Prime Minister Mahdi is satisfying the legitimate interests of once-alienated communities. A proactive and politically interventionist U.S. role—backed by the threat of U.S. military intervention—can help forge a pathway toward a political climate in Baghdad that is conducive to a healthy balance of power domestically; one that allows the Iraqi government to balance its relations with the U.S. and Iran and that also enables viable and functioning institutions.
The U.S. must also develop a sustainable policy for those situations where its allies are militarily weaker or disadvantaged in the face of far superior opponents, but where it is unwilling or unable to provide those actors with heavy weaponry to defend themselves. In situations like those that unfolded in Kirkuk in 2017, the U.S. must draw and enforce red lines to ensure that the balance of power does not shift in Iran’s favor. Iran’s proxies are also banking on the U.S. disengaging at some point. Will the U.S. stay or go? Building on the current troop levels or making it clear to friends and enemies alike that the U.S. is here to stay for some time will go a long way toward reassuring America’s allies and maintaining a check on Iran’s attempts to solidify its influence in Iraq.

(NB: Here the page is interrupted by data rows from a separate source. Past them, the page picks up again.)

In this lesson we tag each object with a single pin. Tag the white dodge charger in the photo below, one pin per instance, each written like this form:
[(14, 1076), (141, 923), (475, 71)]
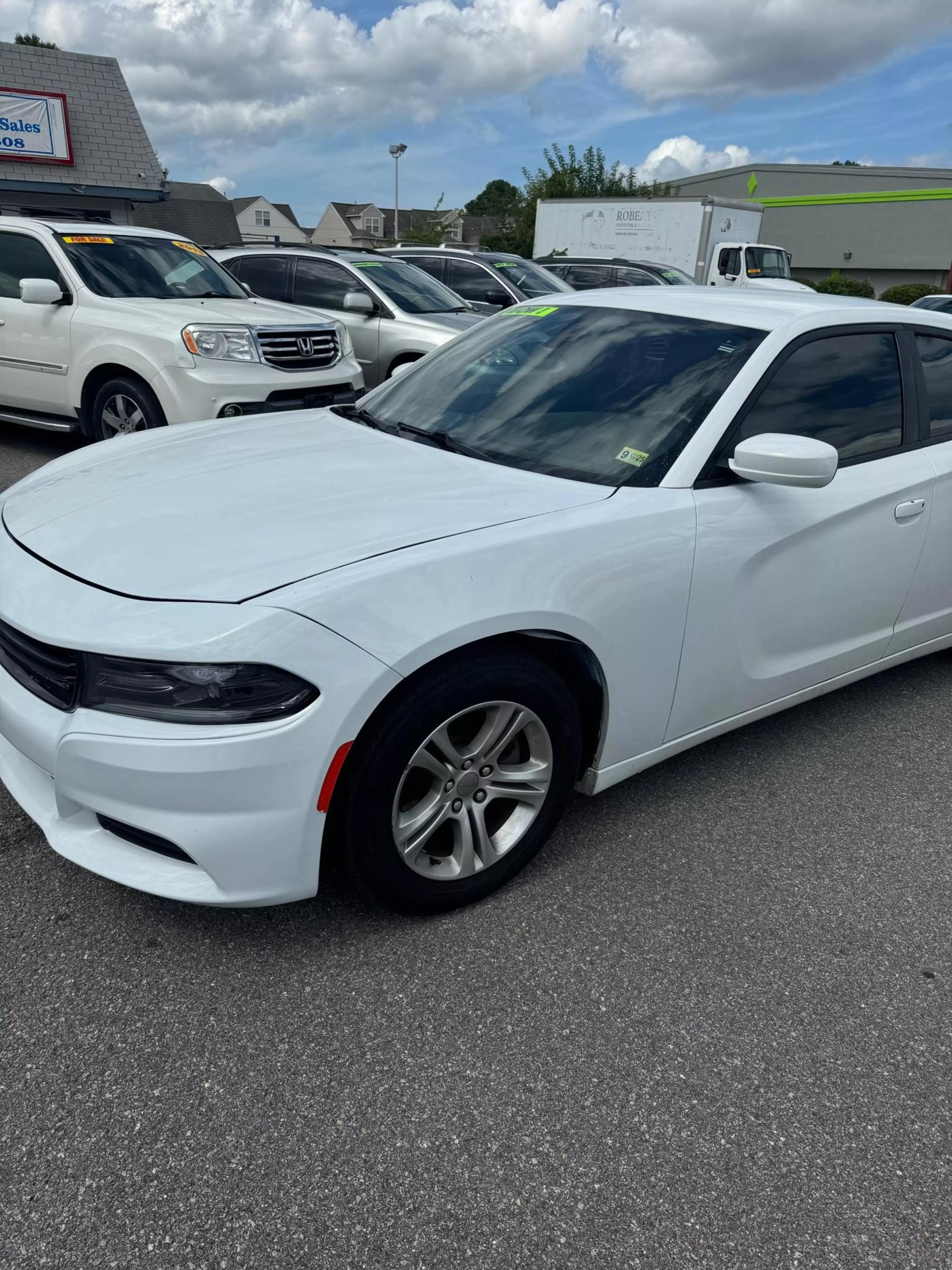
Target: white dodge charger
[(587, 535)]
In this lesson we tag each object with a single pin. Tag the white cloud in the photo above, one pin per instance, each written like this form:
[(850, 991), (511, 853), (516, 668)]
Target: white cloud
[(684, 157), (253, 70)]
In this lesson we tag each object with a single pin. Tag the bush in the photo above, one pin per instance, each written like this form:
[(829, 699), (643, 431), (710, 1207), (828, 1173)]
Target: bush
[(840, 286), (907, 292)]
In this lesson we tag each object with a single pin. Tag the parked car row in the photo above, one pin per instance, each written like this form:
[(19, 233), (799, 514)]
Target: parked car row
[(581, 538)]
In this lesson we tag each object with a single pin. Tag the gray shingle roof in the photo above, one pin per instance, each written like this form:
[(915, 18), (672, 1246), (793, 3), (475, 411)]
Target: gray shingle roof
[(109, 145), (196, 211)]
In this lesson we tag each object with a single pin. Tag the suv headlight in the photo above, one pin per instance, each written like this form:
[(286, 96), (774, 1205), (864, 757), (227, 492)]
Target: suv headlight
[(345, 342), (177, 692), (223, 343)]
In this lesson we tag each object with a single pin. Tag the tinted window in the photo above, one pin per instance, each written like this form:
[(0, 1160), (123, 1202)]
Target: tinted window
[(530, 279), (23, 257), (126, 267), (266, 275), (729, 261), (473, 282), (843, 389), (409, 288), (607, 395), (937, 362), (636, 279), (589, 277), (435, 267), (323, 284)]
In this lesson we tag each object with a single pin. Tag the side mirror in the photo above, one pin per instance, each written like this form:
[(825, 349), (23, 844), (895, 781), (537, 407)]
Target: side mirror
[(358, 303), (779, 459), (40, 291)]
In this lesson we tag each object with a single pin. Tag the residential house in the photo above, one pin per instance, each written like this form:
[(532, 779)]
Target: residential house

The U.S. could opt to play the role of disruptor, giving Iran-aligned groups a bloody nose and engulfing Iraq in tumult and armed conflict in the process. But toward what end? The net result is the suppression of the groups that have longed for the containment of Iran or, alternatively, a healthy of balance of power in a country that has increasingly shifted into Iran’s orbit. These are the political elites, social movements, and civil society actors that seek and have invested in establishing the sort of environment that suppresses the space for militia groups.